Dear Football Association: why not look into making Roberto Martínez the England manager while there is still time? Or at the very least, if Roy Hodgson has done nothing to warrant being deposed, send the Everton manager along to the next World Cup draw to keep up everyone’s spirits in the event of a tough group.
Greg Dyke, who rubbished England’s chances before they even qualified and greeted their Group D allocation with a defeatist gesture that he deserved to have instantly pinged around the world, is already looking like he ought to be deposed.
The FA chairman could learn something from a manager who won the FA Cup with Wigan Athletic and who has just supervised Everton’s first Premier League win at Manchester United at his first attempt: namely that you don’t achieve the seemingly impossible without having a go.
Even as Alan Shearer sneered in the BBC studios, Martínez was looking on the bright side, pointing out that Italy versus England would not be an unequal challenge in the heat and humidity of Manaus – politely ignoring how heavily the stats favoured the Italians when the sides last met in Kiev last year – and suggesting that the reward for getting out of the group would be a round of 16 game against a side from the none-too-frightening Group C. Shearer admitted he was daunted by the draw; Martínez instinctively identified a positive to cling to.
Should England finish first or second in Group D they would go on to face Colombia or Ivory Coast, unless Greece or Japan spring any surprises.
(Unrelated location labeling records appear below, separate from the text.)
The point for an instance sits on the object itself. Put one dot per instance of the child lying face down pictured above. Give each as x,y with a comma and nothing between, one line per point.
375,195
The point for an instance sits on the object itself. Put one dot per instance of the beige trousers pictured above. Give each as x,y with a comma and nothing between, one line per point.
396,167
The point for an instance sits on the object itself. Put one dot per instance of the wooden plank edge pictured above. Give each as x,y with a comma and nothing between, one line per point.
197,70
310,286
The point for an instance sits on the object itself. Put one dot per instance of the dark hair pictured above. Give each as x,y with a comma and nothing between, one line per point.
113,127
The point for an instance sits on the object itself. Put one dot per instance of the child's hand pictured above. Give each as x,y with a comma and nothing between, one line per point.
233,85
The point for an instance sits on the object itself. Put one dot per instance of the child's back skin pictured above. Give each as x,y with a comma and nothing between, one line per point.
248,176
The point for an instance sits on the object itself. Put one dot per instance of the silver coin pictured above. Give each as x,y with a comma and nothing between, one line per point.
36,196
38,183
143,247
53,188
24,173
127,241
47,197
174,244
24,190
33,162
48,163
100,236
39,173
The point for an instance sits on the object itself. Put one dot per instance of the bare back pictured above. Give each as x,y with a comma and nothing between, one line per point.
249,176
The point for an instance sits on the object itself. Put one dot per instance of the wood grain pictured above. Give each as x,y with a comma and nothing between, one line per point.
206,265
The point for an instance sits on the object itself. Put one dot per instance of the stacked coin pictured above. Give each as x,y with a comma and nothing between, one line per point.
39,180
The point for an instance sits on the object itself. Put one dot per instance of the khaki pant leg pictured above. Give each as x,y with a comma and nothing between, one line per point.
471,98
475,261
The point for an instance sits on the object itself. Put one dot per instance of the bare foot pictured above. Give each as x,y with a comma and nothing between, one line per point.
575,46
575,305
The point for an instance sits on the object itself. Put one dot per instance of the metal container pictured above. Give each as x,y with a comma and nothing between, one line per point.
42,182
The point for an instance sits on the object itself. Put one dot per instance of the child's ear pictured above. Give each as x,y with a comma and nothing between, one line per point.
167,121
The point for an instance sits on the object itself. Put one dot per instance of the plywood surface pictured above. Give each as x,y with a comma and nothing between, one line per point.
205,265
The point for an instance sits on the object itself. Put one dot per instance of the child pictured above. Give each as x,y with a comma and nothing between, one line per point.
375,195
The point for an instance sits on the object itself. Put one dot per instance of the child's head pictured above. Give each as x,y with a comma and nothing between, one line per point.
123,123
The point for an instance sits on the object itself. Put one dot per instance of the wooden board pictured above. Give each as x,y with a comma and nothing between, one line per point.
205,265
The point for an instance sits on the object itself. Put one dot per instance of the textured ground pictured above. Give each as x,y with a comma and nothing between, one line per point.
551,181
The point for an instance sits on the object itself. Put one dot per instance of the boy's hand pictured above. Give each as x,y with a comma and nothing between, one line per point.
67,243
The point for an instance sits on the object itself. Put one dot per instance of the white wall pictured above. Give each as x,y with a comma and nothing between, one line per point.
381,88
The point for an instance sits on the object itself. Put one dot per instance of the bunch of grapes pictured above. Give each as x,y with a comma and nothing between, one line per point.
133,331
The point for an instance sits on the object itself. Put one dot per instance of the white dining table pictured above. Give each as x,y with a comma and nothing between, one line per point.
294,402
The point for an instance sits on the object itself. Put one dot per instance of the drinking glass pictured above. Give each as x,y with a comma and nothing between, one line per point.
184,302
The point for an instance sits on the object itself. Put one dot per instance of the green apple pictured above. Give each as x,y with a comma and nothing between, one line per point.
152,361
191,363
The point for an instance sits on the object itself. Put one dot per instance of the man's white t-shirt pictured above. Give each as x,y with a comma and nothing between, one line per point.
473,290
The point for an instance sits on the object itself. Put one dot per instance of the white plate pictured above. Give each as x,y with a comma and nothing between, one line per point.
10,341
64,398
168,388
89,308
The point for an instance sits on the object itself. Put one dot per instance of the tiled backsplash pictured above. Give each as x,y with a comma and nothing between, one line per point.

On paper at least, that represents a winnable game, and that is how England should approach the task ahead. Regardless of their fairly consistent record of departing tournaments at the quarter-final stage in recent years, any side reaching the last eight with a few wins and a fair wind behind it has a chance of building momentum.
That’s the theory anyway. It is only a theory, and maybe even less than that, a mere frame of mind, but it is better than shaking one’s head and resigning oneself to an early exit.
There are two things that England should not contemplate at this stage. One is doing any worse than they did at the last World Cup – it is just not possible – and the other is what happens after the round of 16. Which is that Spain or Argentina lie in wait in one half of the draw, while Brazil and Germany will most likely provide the opposition in the other. It is best not to look that far ahead, though England do have to look beyond the group stage, or at least approach the group stage like a team with faith in its ability to progress.
Little point now in bemoaning the bad luck that saw Sir Geoff Hurst pull England’s name out just ahead of France, who scraped into the World Cup finals but ended up in cushy Group E. England would have liked that group, which could easily lead to a knockout round meeting with Nigeria or Bosnia-Herzegovina, but they faced a similarly gentle first stage in South Africa three years ago and almost made a mess of it.
There is some evidence that England fare better against stronger opposition. When they were in the alleged group of death in Japan 2002 they managed to send Argentina and Nigeria home early, and though Uruguay deserve every respect in what could turn out to be the crucial middle game in São Paulo on 19 June, they are not as formidable as Brazil or Argentina or as highly ranked as Colombia. It could even be pointed out that they only made it to the finals via a play-off, though it is possible to take positive thinking too far. So did Portugal, and England would not necessarily have fancied fifth-ranked Cristiano Ronaldo and his pals.
It will be Mario Balotelli and his pals instead (seventh), followed by Luis Suárez and his pals (sixth), and England will just have to make the best of it.
It is perhaps worth remembering that no European team has won a World Cup in South America, although the old distinctions are becoming a bit blurred now that just about everybody plays club football in Europe, and that only once, in 1986, has a World Cup been won by a team outside the first group of seeds.
Facing such odds it seems facile to complain about your luck in the group-stage draw. Better to set sail in the spirit of adventure. Argentina were not particularly strong in 1986, but they had a persuasive matchwinner in Diego Maradona who effectively, if not quite literally, won the tournament on his own. You could call that luck, or you could say Maradona made his own luck. Peter Shilton certainly would.
England need a hand from somewhere but, despite what the bookmakers and the FA chairman think, the task is not hopeless until the manager and his players begin believing it to be so. Between now and the first game will be when Hodgson really earns his money.